To call Richard Linklater’s new film Boyhood ambitious would be, to be honest, underselling it. The existence of this project and its central conceit (that Linklater had been filming it in short pieces every year since the early 2000’s) started to generate buzz four or five years ago, and that buzz grew to a roar as the film was completed and debuted at this year’s Sundance FIlm Festival. Met with rapturous approval in Park City, the film has now begun its slow release in theaters across America. It is difficult to describe the anticipation surrounding a project like this, with one of the great American directors at the top of his craft shooting a fiercely personal movie in such a nontraditional way, but for a certain subsection of the film-going community, nothing else on the 2014 release stale could compare.

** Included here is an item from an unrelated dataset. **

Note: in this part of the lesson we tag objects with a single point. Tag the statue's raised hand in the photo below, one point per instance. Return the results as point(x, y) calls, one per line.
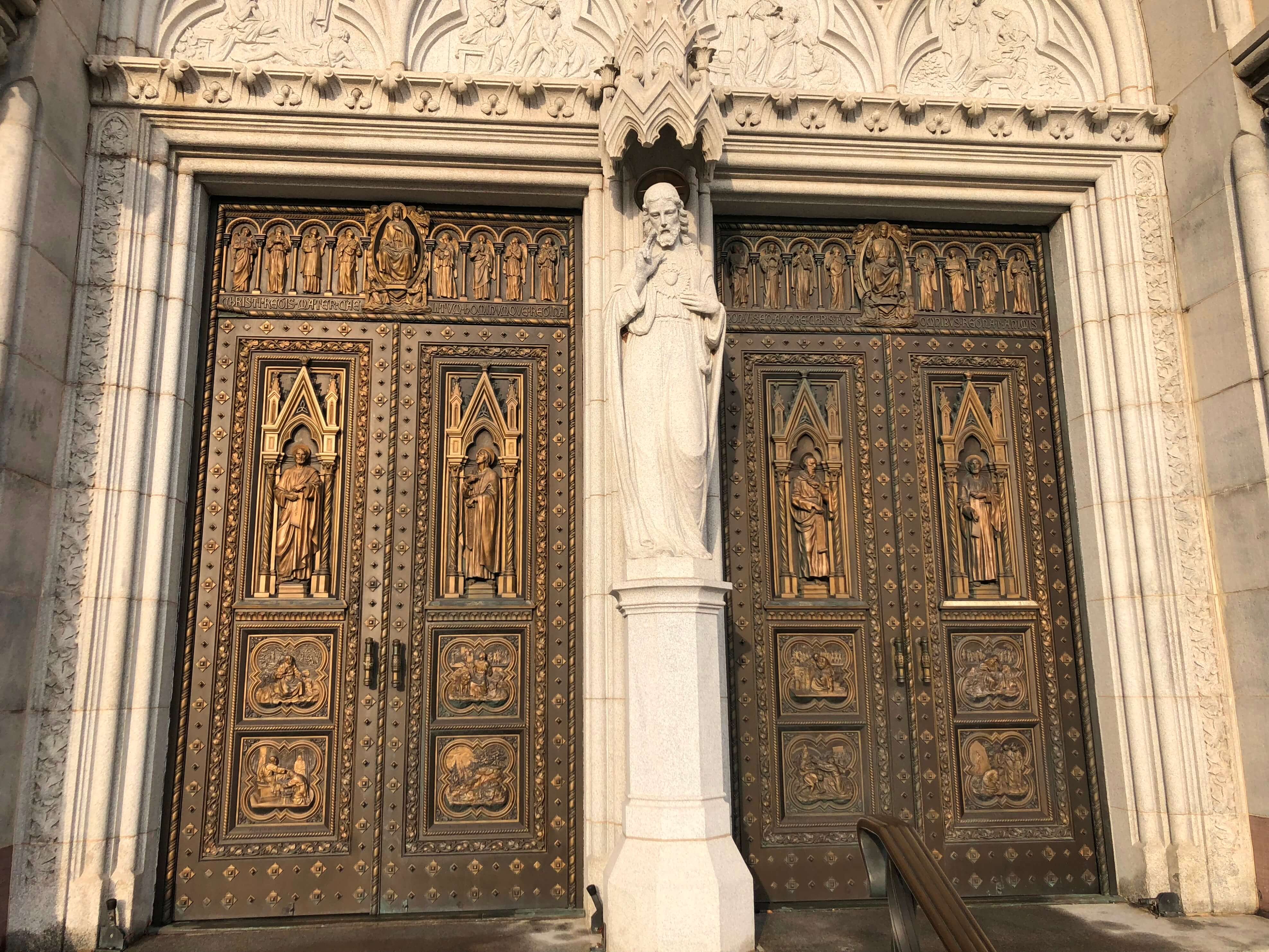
point(647, 263)
point(700, 304)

The center of all of this attention is Ellar Coltrane, the boy of Boyhood. Coltrane’s Mason Jr. is the eyes through which Linklater will show the world over the course of twelve years, aging in real time due to their filmmaking gambit. A son to divorced parents, Mason lives with his mother (Patricia Arquette) and sister (Lorelei Linklater, Richard’s daughter).Their father (Ethan Hawke) is not around all that often, beginning the film in Alaska before he moves back to Texas in an attempt to reconnect with his kids. As he grows up, Mason is forced to deal with many of the trials and tribulations that can come with being the youngest child in a divorced family. Perceived neglect, multiple moves,multiple schools and multiple new paramours for both parents become run of the mill. These events mark a skeleton of the structure of the film, though Linklater is not at all concerned with following a traditional story structure. Life does not play out in a traditional story structure.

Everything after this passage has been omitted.